Recently, researchers, particularly Simon Baron-Kohen and John James, have suggested that personalities of the past, such as Albert Einstein and Isaac Newton, had Asperger's Syndrome. Scientists say that they have shown some tendency of the syndrome in their behavior, such as intense interest in a subject or social problems. One of the chapters in this Gillberg book is devoted to this theme, including a detailed case analysis of the situation with philosopher Ludwig Wittgenstein with the conclusion that the person meets the criteria of Asperger's Syndrome. Naturally, the absence of a diagnosis during one's life does not mean that there is nothing to diagnose, especially if one does not have knowledge about the syndrome (as often happens with Asperger syndrome, which has recently been widely recognized in psychiatry). circles). However, this post-mortem diagnosis remains controversial.
The case for presumed autistic spectrum disorders in famous personalities varies from one person to the next. Some claim that in the case of Albert Einstein (one of the most frequently quoted autistics), he learned to speak late, was a lonely child, organized violent temper tantrums, quietly repeated the sentence, and asked his wives to play. the role of parents when he was adult – the stereotypical factors for autistic people. Isaac Newton stammered and suffered from epilepsy. Many of these historical cases of Asperger's Syndrome may be quite weak (not expressed), but some skeptics argue that in these cases, only certain features of autism can be observed and that they are not enough not to diagnose the spectrum of autism. In the end, many critics of the historical diagnosis argue that it is simply impossible to diagnose the dead and that, therefore, nothing can be said with certainty regarding people with Asperger's Syndrome ( or not).
try to create a pattern of behavior (model, object of imitation) for autistic people and demonstrate that they can do constructive things and contribute to society. Such a presumptive diagnosis is often used by advocates for the right of people with autism to show that treating autism would be a loss to society. But others in organizations for the rights of autistic people do not like these arguments because they feel that people with autism must appreciate their uniqueness even if they do not want to be cured, that people like Einstein are autistic or not.
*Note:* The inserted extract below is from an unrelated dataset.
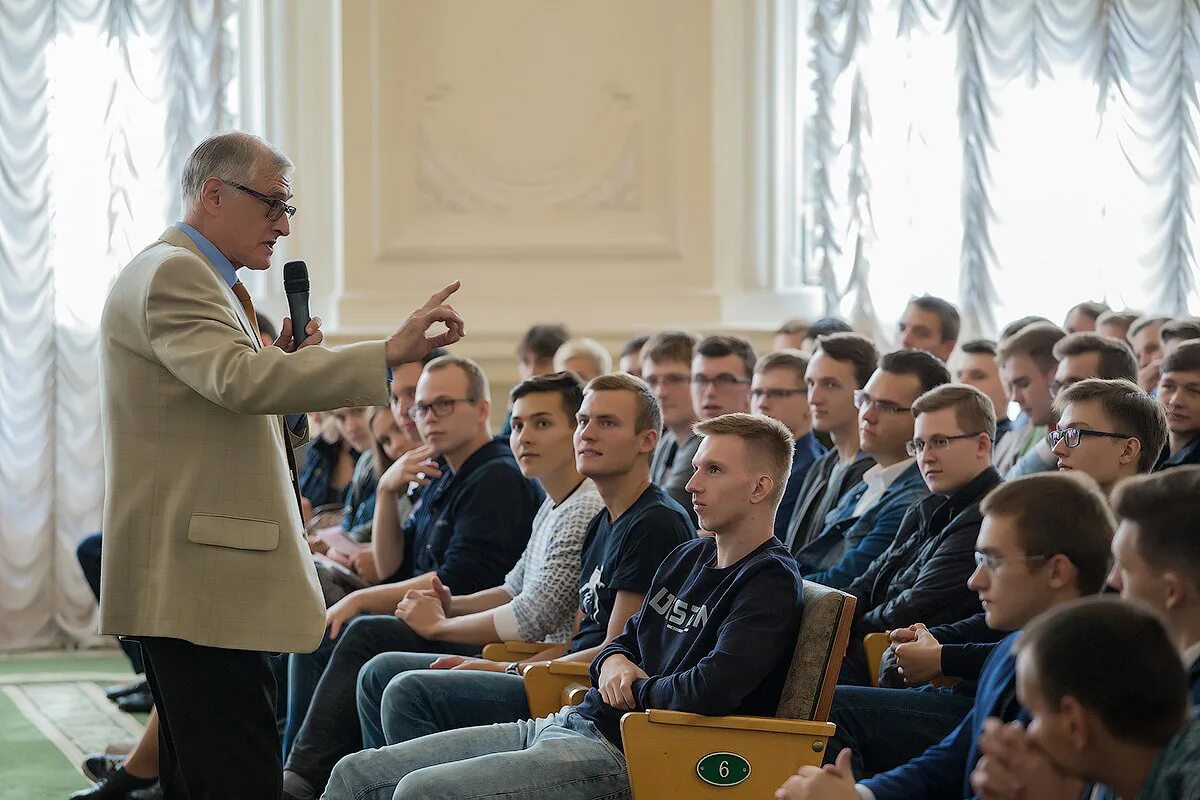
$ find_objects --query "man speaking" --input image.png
[100,133,463,800]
Certain appearance and activity characteristics indicate that John Carmack is also a man with AS, or that he has another type of unusual personality of a similar nature.
The possible causes and origins of Asperger syndrome are controversial and controversial. The majority opinion today is that the causes of Asperger's Syndrome are the same as those of Autism. Some researchers, however, do not agree and argue that Asperger's Syndrome and Autism are related to two different things. All of this occurs during the wider debate over whether Asperger's Syndrome and other conditions (such as attention deficit disorder and hyperactivity disorder – ADHD) are part of the autistic spectrum.
Among the many competing theories about the causes of autism (and therefore, as many believe – Asperger Syndrome) – the theory of non-full connection, developed by researchers in the field of autism. Carnegie Mellon University and the University of Pittsburgh, Simon Baron-Kohena's marginal male brain theory pre-work, theory of social structure and genetics
Some theorists give more arguments in favor Asperger syndrome than autism. They sometimes argue that some specific theories play a bigger role in Aspergers Syndrome, for example the theory of social structure and genetics. However, it is the area of considerable controversy.